Yesterday, Netflix debuted October Faction, a new series from Krypton and Sleepy Hollow producer Damian Kindler. The series, which stars Tamara Taylor and J.C. MacKenzie, centers on a family of monster hunters -- where the kids in the family have a secret. Based on a comic book by Steve Niles (of 30 Days of Night fame) and artist Damien Worm, October Faction has received a pretty warm response from fans on social media, who compare it to The Umbrella Academy. The series hails from IDW Publishing, who also publish Beau Smith's Wynonna Earp comics, and the pair are not too far from one another. There are supernatural elements, but it's in a fairly grounded world with procedural elements and stylish direction.
The comics, though, were wildly different, and really stylish in a different way. It was driven more by visuals than dialogue, something that had to be tweaked to make it work as a TV show. We spoke with Kindler about the process of adapting the comic, the role Niles played, and why he thinks fans will fall in love with October Faction.
"I read October Faction, and I was blown away," Kindler told ComicBook.com. "I was like, 'Oh my God, I totally see the bones of this, what it is.' It was not just about monster hunters; it had social issues involved, it was about a family, it was a family drama. Now, Steve and Damien Worm put together a hyper-stylized, almost dramatically sparse but hyper-imagistic world, which I knew would be really expensive and difficult to recreate, especially on the budget and the timeline we were looking at with Netflix."
That didn't stop him, obviously. Instead, he set about figuring out what the Netflix/TV version of October Faction looked like, and whether there was a way to retain the best and most important parts of the comic within those constraints.
"What I did is I put together a version of it that's much more grounded, and more based on character and intrigue and history than on big, huge, cinematics, and expensive action. And pitched it to IDW, they really liked it. I really didn't want to do anything with any kind of adaptation Steve Niles didn't 100% sign off on. I'd kind of put together a whole presentation deck, and when he looked at it and said he loved it and he was really enthusiastic about it, I felt very confident to then go to Netflix and pitch it, because I had Steve's blessing."

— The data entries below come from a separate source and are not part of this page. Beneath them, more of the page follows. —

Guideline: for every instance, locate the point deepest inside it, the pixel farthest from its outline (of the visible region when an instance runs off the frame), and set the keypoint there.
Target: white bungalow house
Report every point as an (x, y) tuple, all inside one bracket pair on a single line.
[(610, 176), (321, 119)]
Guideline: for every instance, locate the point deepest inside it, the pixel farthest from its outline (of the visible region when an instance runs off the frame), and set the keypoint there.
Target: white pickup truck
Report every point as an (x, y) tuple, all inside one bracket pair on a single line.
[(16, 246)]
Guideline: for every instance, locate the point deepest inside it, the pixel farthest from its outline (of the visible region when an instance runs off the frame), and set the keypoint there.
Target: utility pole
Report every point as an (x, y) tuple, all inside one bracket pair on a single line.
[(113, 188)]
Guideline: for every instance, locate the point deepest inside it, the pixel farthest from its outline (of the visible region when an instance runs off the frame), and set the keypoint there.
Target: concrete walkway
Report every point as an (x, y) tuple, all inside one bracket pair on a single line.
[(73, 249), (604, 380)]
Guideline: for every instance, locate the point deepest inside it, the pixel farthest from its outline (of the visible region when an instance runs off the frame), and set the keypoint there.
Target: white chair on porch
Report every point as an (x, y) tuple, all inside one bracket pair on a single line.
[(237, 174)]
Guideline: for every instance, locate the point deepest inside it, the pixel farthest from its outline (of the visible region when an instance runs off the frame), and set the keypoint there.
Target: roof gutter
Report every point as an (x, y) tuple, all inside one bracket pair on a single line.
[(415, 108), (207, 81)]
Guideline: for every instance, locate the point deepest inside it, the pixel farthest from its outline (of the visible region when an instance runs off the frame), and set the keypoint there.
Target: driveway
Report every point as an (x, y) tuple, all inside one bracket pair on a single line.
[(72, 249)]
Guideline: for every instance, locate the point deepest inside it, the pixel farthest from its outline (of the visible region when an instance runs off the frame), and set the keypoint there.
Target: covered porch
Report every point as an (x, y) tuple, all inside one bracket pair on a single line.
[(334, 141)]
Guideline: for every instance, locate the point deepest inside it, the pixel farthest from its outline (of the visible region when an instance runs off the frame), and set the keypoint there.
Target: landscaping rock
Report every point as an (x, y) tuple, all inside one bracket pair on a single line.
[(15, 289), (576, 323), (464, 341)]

The project moved faster than anybody could reasonably have expected from there; after turning the pilot script in to Netflix, Kindler heard back two days later: they wanted not a pilot but the series. Kindler described it as a "high class problem" to have, and admitted that it was a mixed bag: while you always would like more time to prep your scripts, going into the process the way they did allowed them to avoid overthinking things in the way he says writers can do after living with a pilot for too long and fixating on what could be better.
"Once we started making the show and breaking the season, and really deepening the mythology and the backstory of the characters and working at the arc for season one, we had Steve come in, write a few times, read drafts, and he and I would speak on the phone. He was nothing but supportive, enthusiastic, and encouraging about what we were doing. That meant a lot because he's got a lot going on and he really was nothing but kind and appreciative of what we did with his world. There was never any issue with the direction we're taking creatively, which was all anyone can ask for when they're adapting a book."
October Faction is now available to stream on Netflix.